GRAAFLAND (Hendrik Hooft), ambachtsheer van Schotervlieland, was een verdienstelijk staathuishoudkundige, 12 Jan. 1826 te Breda geb. en 10 Oct. 1866 te Utrecht overl., in welke laatste stad hij sedert 1860 gemeenteontvanger was. Zijn ouders waren Mr.

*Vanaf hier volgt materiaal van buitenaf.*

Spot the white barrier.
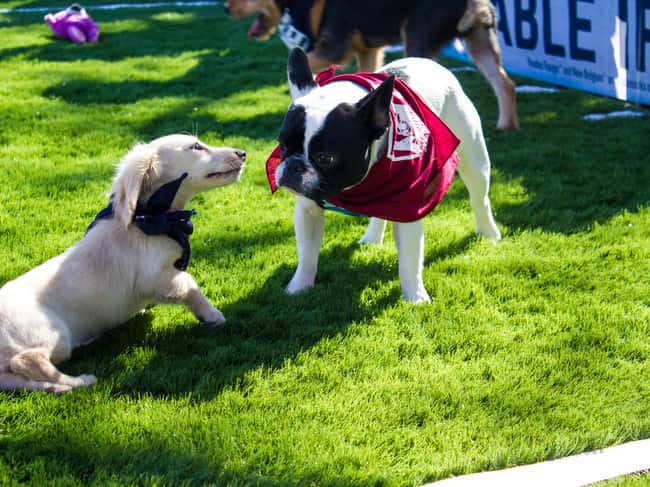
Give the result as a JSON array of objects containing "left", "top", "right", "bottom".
[{"left": 422, "top": 440, "right": 650, "bottom": 487}]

Ferdinand Folef Hooft Graafland, substituut officier te Breda, en Gertrude Fréderique Josine Hasselaer. Na zijn opleiding aan 't gymnasium te Utrecht werd hij in 1845 student aan de hoogeschool dier stad en promoveerde er in 1851 tot meester in de rechten, op een diss. De debitis publicis, in den handel gebracht onder den titel: De staatsschulden getoetst aan de beginselen der Staathuishoudkunde. Om zijn grondige behandeling van dit onderwerp mocht de schrijver zich in een buitengewone belangstelling verheugen, en aangemoedigd door dit succes, leverde Graafland het volgend jaar een vertaling van William Ellis' Outlines ofSocial Economy, onder den titel: Grondtrekken der Staathuishoudkunde (1852) en schreef hij twee jaar later het populaire boekje: Een geneesmiddel der armoede, of De lof der spaarzaamheid, naar 't fransch van Louis Mézières (1854). Hij was lid van verscheiden geleerde genootschappen, als van 't Hist. Genootsch. te Utrecht (waarvan hij van 1854-58 eerste secretaris was), van 't Provinciaal Utr. Gen. v.K. en W. en van de Maatsch. der Ned. Letterk. te Leiden. Ook was hij correspondeerend lid der Académie Archéologique de Belgique. Behalve gemeenteontvanger was Graafland ook regent van het Gereformeerde burgerweeshuis, rentmeester der Fundatie van Nijkerken, alsmede van de Fundatie van Maria van Pallaes, procurator van het Heilige Geesthuis, rentmeester van het Margaretha-hof enz.
Tal van liefdadige instellingen genoten zijn ondersteuning. G. was 13 Sept. 1860 gehuwd met Jacoba Petronella Hooft Graafland, 28 Dec. 1834 te Naarden geb.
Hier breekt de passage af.